The long-persisted and profoundly embedded Russia-Ukraine war has continued with no apparent end in sight. In this context, the international community assembled on October 29 in Malta for the third round of peace negotiations. The fact that over 60 national security advisers attended this talk illustrates the severity and global importance of the present crisis. But Moscow was conspicuously absent from the negotiations, refusing to take part and publicly denouncing the gathering. During the first day of these talks among national security and policy advisors, the president of Ukraine, Volodymyr Zelenskyy, asked for support for his 10-point proposal to end the war.
Expansion of Peace Talks
In a social media message, President Zelenskyy emphasized that 66 nations were participating in the negotiations, indicating the support and acknowledgement of his peace proposal on a global scale. The Ukrainian delegation hopes to call a summit of heads of state eventually, and this meeting in Malta comes after previous meetings in Jeddah and Copenhagen this summer. The first round of negotiations in Copenhagen in June included only 15 participants, which expanded to 43 during the second round in Jeddah in August.
The Absence of Russia
Moscow’s glaring absence raises serious doubts about the possibility of reaching a peaceful resolution, regardless of the wide international participation. The meetings in Malta were criticized by Maria Zakharova, the spokesperson for the Russian foreign ministry, as a “blatantly anti-Russian event.” This position reflects Moscow’s concerns and reluctance to participate in diplomatic efforts to end the ongoing conflict.
Malta’s Unconditional Support to Ukraine
Malta’s Foreign Minister, Ian Borg, stated that his country remains fully committed to restoring Ukraine’s territorial integrity, notwithstanding Moscow’s reservations. In his introductory remarks, Ian Borg reaffirmed Malta’s commitment to Ukraine and voiced confidence in the country’s ability to act as a peace broker. The significant number of participants in the negotiations was viewed as evidence of Malta’s credibility in resolving the conflict.
Zelenskyy’s 10-Point Peace Plan
Five of the 10 major issues listed in President Zelenskyy’s peace proposal are at the center of these talks.
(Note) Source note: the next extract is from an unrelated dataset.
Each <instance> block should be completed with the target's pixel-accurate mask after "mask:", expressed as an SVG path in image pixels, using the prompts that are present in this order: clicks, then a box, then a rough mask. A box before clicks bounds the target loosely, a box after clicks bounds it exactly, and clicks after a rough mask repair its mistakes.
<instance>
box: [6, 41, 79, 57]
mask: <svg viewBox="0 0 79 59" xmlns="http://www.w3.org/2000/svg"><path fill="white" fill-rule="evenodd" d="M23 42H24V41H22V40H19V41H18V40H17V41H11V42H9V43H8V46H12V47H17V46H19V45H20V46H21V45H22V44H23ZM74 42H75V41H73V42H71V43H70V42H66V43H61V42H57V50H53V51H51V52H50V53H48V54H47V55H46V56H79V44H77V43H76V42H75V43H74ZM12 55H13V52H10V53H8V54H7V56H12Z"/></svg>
The plan calls for Russia to withdraw all of its forces from Ukraine’s internationally recognized boundaries, including Crimea, which Russia occupied in 2014. Russia has vehemently opposed any proposal that would require it to cede control of the four regions of Ukraine that it previously claimed to have annexed: Zaporizhzhia, Lugansk, Kherson, and Donetsk.
Solving Nuclear and Energy Security
The Malta discussions cover important infrastructure and security problems in addition to geographical ones. Nuclear security is one urgent issue, particularly the necessity of guaranteeing the security of the nuclear power station in Zaporizhzhia. Furthermore, as winter approaches, concerns focus on protecting Ukraine’s energy infrastructure. A top goal in these negotiations is to address the vital need to talk about energy security and any disruptions throughout the winter months.
Ukraine’s Food Security and Humanitarian Concerns
The matter of food security is also included in the negotiations because Russia has put limits on Ukraine’s grain exports. Humanitarian issues also occupy the front stage of the agenda, including the release of prisoners and the repatriation of Ukrainian children who were abducted to Russia. The human cost of the conflict and the pressing need for solutions that put the welfare of the impacted populations first are highlighted by these human-centered concerns.
The absence of Moscow highlights the difficulties and complexities that come with trying to find a peaceful solution, but Malta’s unwavering support for the territorial integrity of Ukraine and President Zelenskyy’s peace plan show how determined significant parties are to work through the complex web of problems that surround the conflict. The variety of issues being discussed, from energy infrastructure, humanitarian concerns, and nuclear security to territory disputes, highlights the complexity of this ongoing dispute and the need to address a wide range of issues in order to bring about a lasting peace.